En partant, en réception, de ce que nous percevons aujourd’hui comme des violences sexuelles du XIXe siècle, nous sommes donc confronté·e·s à des modalités de représentation particulièrement diverses et paradoxales, qui oscillent en particulier entre le pôle d’un imaginaire monstrueux du viol et celui d’une « comédie du viol », sans qu’il soit toujours simple de dire lesquels de ces récits racontaient un viol ou un attentat à la pudeur aux yeux de lecteurs et lectrices d’un XIXe siècle qui commence à penser les traumatismes de nature sexuelle et à prendre en compte leurs victimes. Dans la continuité de notre première journée d’étude, le parti-pris d’un point de départ conceptuel contemporain nous obligera à interroger les modalités de représentations textuelles des violences sexuelles, la variété de leurs significations et les paradoxes de leurs réceptions à partir d’un corpus large, afin de saisir les ambiguïtés et les nuances d’une littérature dont les rapports complexes à la réalité sont fortement reconfigurés au XIXe siècle.

 

AXES

Nous proposons d’interroger le problème du consentement et des violences sexuelles dans les textes littéraires du XIXe siècle à travers trois grands axes majeurs :

Une perspective sociocritique : sans présenter la littérature comme le strict reflet de la réalité, nous pourrons mener une enquête à la croisée de l’histoire des mentalités et de la littérature sur la question de la possibilité du consentement et la perception des violences sexuelles au XIXe siècle.
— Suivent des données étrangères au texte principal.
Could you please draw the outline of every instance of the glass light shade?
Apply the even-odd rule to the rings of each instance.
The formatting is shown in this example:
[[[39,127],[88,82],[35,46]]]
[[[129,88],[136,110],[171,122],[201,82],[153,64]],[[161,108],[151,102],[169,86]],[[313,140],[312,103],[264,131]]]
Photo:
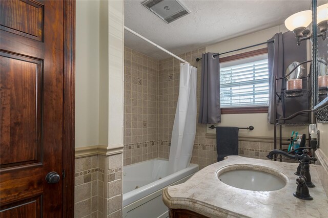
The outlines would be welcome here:
[[[317,9],[317,23],[328,20],[328,4],[319,6]]]
[[[306,28],[312,21],[312,12],[310,10],[293,14],[285,20],[285,26],[291,31],[300,27]]]

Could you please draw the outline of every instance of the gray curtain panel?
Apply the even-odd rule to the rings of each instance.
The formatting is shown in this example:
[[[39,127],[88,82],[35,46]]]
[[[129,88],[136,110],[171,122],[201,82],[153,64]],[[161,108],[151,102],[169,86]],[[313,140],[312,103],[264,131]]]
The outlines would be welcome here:
[[[219,56],[208,53],[201,56],[201,81],[199,123],[221,122],[220,110],[220,63]]]
[[[302,42],[300,46],[296,43],[295,34],[292,32],[287,32],[283,34],[276,33],[273,38],[274,43],[270,42],[268,45],[269,73],[269,106],[268,112],[268,122],[274,122],[274,99],[273,77],[283,77],[285,71],[289,65],[294,61],[301,62],[306,60],[306,43]],[[308,73],[306,64],[304,67],[302,76],[305,76]],[[286,80],[280,79],[276,81],[276,90],[283,92],[286,89]],[[308,80],[303,78],[303,89],[306,89]],[[280,94],[280,93],[279,93]],[[277,118],[286,118],[294,113],[300,111],[308,110],[309,95],[296,98],[285,98],[283,94],[281,97],[276,98],[277,103]],[[286,123],[308,123],[309,116],[306,114],[301,114],[295,118],[286,120]],[[279,121],[279,122],[283,122]]]

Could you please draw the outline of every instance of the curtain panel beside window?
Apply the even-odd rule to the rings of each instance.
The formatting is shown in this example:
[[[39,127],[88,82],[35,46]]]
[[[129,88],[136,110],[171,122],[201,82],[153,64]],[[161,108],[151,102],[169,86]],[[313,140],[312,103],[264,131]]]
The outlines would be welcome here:
[[[201,56],[201,81],[199,123],[221,122],[220,106],[220,62],[219,56],[208,53]]]

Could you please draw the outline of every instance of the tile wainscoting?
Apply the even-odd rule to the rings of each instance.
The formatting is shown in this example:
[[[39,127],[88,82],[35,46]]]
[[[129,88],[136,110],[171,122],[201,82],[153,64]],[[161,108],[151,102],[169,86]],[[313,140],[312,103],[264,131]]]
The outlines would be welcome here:
[[[76,218],[121,217],[123,148],[102,147],[76,148]]]
[[[327,157],[321,149],[315,151],[316,157],[318,159],[317,164],[321,165],[322,167],[317,169],[319,177],[321,181],[323,188],[328,196],[328,157]]]

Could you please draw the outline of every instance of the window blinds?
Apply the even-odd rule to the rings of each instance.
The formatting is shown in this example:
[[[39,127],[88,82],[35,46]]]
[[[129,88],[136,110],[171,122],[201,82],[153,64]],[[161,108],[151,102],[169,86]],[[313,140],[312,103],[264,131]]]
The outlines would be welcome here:
[[[268,58],[222,68],[220,94],[221,107],[268,105]]]

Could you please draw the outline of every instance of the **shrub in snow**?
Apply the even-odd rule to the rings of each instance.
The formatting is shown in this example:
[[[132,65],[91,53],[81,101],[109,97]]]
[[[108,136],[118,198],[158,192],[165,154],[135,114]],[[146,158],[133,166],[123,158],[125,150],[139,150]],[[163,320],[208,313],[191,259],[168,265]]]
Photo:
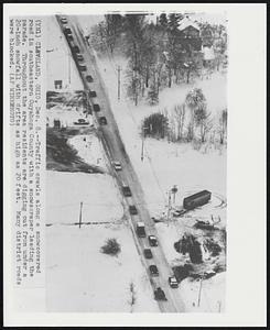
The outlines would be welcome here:
[[[219,253],[222,252],[220,245],[213,239],[204,240],[204,245],[210,252],[212,256],[219,255]]]
[[[192,234],[184,234],[179,242],[174,243],[174,249],[182,254],[188,253],[191,262],[194,264],[203,262],[201,243]]]
[[[143,120],[142,131],[144,136],[164,139],[169,131],[168,118],[161,112],[150,114]]]
[[[153,86],[148,91],[148,101],[150,106],[154,106],[159,103],[159,94]]]
[[[121,252],[121,246],[116,239],[108,239],[104,246],[101,246],[101,252],[110,255],[118,255]]]
[[[193,266],[191,264],[184,264],[181,266],[174,266],[172,270],[177,282],[181,282],[191,275],[191,272],[193,271]]]

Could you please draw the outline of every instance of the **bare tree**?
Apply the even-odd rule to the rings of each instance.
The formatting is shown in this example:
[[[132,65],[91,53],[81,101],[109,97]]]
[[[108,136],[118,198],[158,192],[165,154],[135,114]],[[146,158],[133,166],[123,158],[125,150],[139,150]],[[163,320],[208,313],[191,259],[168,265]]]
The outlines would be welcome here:
[[[133,282],[130,282],[130,284],[129,284],[129,294],[130,294],[130,297],[129,297],[128,304],[130,306],[130,312],[133,312],[133,307],[137,301],[136,286],[134,286]]]
[[[185,98],[185,103],[191,110],[191,121],[187,128],[187,140],[192,141],[194,138],[195,112],[206,107],[205,96],[199,88],[192,89]]]
[[[206,103],[202,103],[194,112],[195,124],[199,128],[201,142],[206,141],[206,134],[213,128],[213,120],[210,113],[206,110]]]
[[[173,118],[176,124],[176,140],[183,139],[183,128],[185,121],[185,105],[177,105],[174,107]]]
[[[225,136],[227,133],[227,118],[228,118],[228,112],[227,109],[223,110],[219,117],[219,141],[220,144],[224,144]]]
Le viol comme motif et ressource narrative : dans de nombreux romans naturalistes, le viol de l’héroïne adolescente est la cause d’un détraquement sexuel qui détermine son destin (Germinie Lacerteux, Renée dans La Curée, Madeleine Férat et tant d’autres). Nous interrogerons l’évolution au XIXe siècle et la cristallisation de certains emplois narratifs et symboliques du motif du viol. Genres, esthétiques et registres dans les représentations de violences sexuelles : comment varient précisément les approches et les significations du consentement et des violences sexuelles ? L’on pourra s’intéresser en particulier aux différences de traitement des violences sexuelles en registre comique et en registre pathétique.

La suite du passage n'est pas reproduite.